By Sarah Kliff, Published: November 14
A seemingly obscure regulatory battle in Florida could upend efforts to implement health-care reform nationwide.
At issue is a regulation requiring insurance companies to spend at least 80 percent of premiums on medical costs. Florida, a swing state with voters skeptical of the health-reform law, is pushing back. The state wants the Obama administration to waive the spending requirement for Florida insurers, a move that critics say would roll back a crucial consumer protection in the health-reform law.
Officials in Florida, where one in five people is uninsured, say the waiver is essential to keep insurers from packing up and moving their business out of state.
For many, the Florida waiver is a litmus test of how aggressively the Obama administration will implement the law, especially in a state that’s hostile to it. If the waiver is approved, “It says anything goes,” says Ethan Rome, director of advocacy group Health Care for America Now, which has called for a public hearing on Florida’s request.
Moments after Congress passed the health-reform law in March 2010, Florida established itself as chief objector. It is leading the 26-state lawsuit challenging the law, which the Supreme Court will hear in its coming term. Gov. Rick Scott (R) has refused to accept nearly all federal funds from the Obama administration’s signature achievement.
Florida voters overwhelmingly dislike the law. This is especially true for the key demographics that the Obama campaign will likely target come 2012: 65 percent of seniors and 62 percent of independents oppose the health overhaul, according to a Mason-Dixon poll last year.

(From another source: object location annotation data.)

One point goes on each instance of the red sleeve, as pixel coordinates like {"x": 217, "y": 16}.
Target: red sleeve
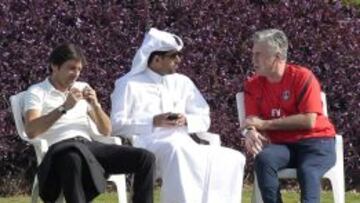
{"x": 251, "y": 107}
{"x": 309, "y": 99}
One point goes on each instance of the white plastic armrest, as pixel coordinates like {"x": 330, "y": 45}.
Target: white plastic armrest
{"x": 41, "y": 147}
{"x": 108, "y": 140}
{"x": 212, "y": 138}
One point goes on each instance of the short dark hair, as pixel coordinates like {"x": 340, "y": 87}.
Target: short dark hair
{"x": 155, "y": 53}
{"x": 66, "y": 52}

Until the election is over, the administration has really got to be cautious about confronting governors who don’t want to cooperate,” says Robert Blendon, a professor of health policy and political analysis at the Harvard School of Public Health. “In Florida, you’re looking at a swing state where many seniors are concerned and the governor is strongly opposed.”
Florida’s latest push-back to health reform centers on a regulation on how insurers spend their money, called the medical loss ratio. Starting this year, at least 80 percent of premiums must go toward medical costs. The other 20 percent can go to administrative costs and profits. If insurance companies spend less on medical costs, the difference will go back to consumers as a rebate.
Insurance plans usually operate with a thin profit margin, hovering at 2 or 3 percent. Administrative costs, for advertising and billing, can add up: A 2009 report from the Commonwealth Fund found health plans spend between 15 and 40 percent of premiums just on administering the plan. Faced with the prospect of lower earnings, health plans are left weighing their options: Restructure their business plans or pull out of the market altogether and look for business in more lucrative lines of insurance such as life or property.
“Every meeting I’m in with insurance plans, they’re building scenarios and calculating their risks,” says Paul Keckley, director of the Deloitte Center on Health Solutions. “You look at their earning statements, and you understand why they’re saying ‘80 percent is a challenge for us.’ Unless forced, they may not play.”